Adaptado pelo próprio diretor do livro Um Pai de Cinema, do chileno Antonio Skármeta (autor do celebrado O Carteiro e o Poeta e que, inclusive, faz uma pequena participação no filme), o roteiro busca explorar o sentimento de busca do protagonista através de duas frentes: o buraco deixado pelo abandono do pai quando era criança e os conflitos inerentes de um jovem com amizade, paixão e sexo. Os títulos do livro e do filme não são aleatórios e já quando vemos Tony citando a frase do pai sobre o início, o fim e a trajetória de um filme, é estabelecida a consonância entre a história do personagem e o próprio cinema. Aliás, ao constantemente citar o clássico faroeste Rio Vermelho, de 1948, Mello aproveita as semelhanças das duas histórias para solidificar o carácter de homenagem à própria arte. Entretanto, se há um ponto fraco a ser apontado, este está justamente no roteiro, quando, no 3º ato, há uma necessidade imediata de fechar subtramas na urgência de aproveitar todos os personagens secundários do filme, o que acaba tornando alguns pontos do desfecho desnecessários e artificiais.

Mas mesmo com a ressalva, O Filme da Minha Vida não perde em sua beleza cativante e na sua história sensível.
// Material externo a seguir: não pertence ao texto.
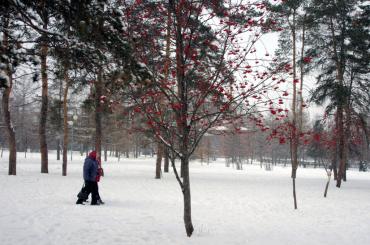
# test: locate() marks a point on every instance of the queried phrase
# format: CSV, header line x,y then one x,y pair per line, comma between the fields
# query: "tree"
x,y
337,22
8,61
202,90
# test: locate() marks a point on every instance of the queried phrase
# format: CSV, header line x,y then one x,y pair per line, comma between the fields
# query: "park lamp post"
x,y
74,119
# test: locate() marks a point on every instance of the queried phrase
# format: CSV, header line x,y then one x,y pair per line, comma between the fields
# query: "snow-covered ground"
x,y
252,206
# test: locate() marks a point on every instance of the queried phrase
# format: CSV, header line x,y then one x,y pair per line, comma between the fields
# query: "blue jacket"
x,y
90,169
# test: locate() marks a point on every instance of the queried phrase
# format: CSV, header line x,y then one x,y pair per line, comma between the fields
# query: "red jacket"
x,y
100,172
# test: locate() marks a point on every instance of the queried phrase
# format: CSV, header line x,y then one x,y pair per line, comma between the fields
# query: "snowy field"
x,y
252,206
O excelente design de produção, que consegue uma reprodução impressionante da época, fecha com maestria os atributos visuais do longa, tornando este um dos melhores exemplares nacionais do ano, o que só reforça as qualidades do que temos de melhor atualmente no nosso cinema, tanto no ator, no diretor e no filme.

Trailer

Nota: 

Data de Lançamento: 03 de agosto de 2017 (1h 53min)

Direção: Selton Mello

Elenco: Johnny Massaro, Vincent Cassel, Bruna Linzmeyer, Selton Mello, Bia Arantes, Ondina Clais, Martha Nowill, Rolando Boldrin

Sinopse: O jovem Tony (Johnny Massaro) decide retornar a Remanso, Serra Gaúcha, sua cidade natal. Ao chegar, ele descobre que Nicolas (Vincent Cassel), seu pai, voltou para França alegando sentir falta dos amigos e do país de origem. Tony acaba tornando-se professor, e vê-se em meio aos conflitos e inexperiências juvenis.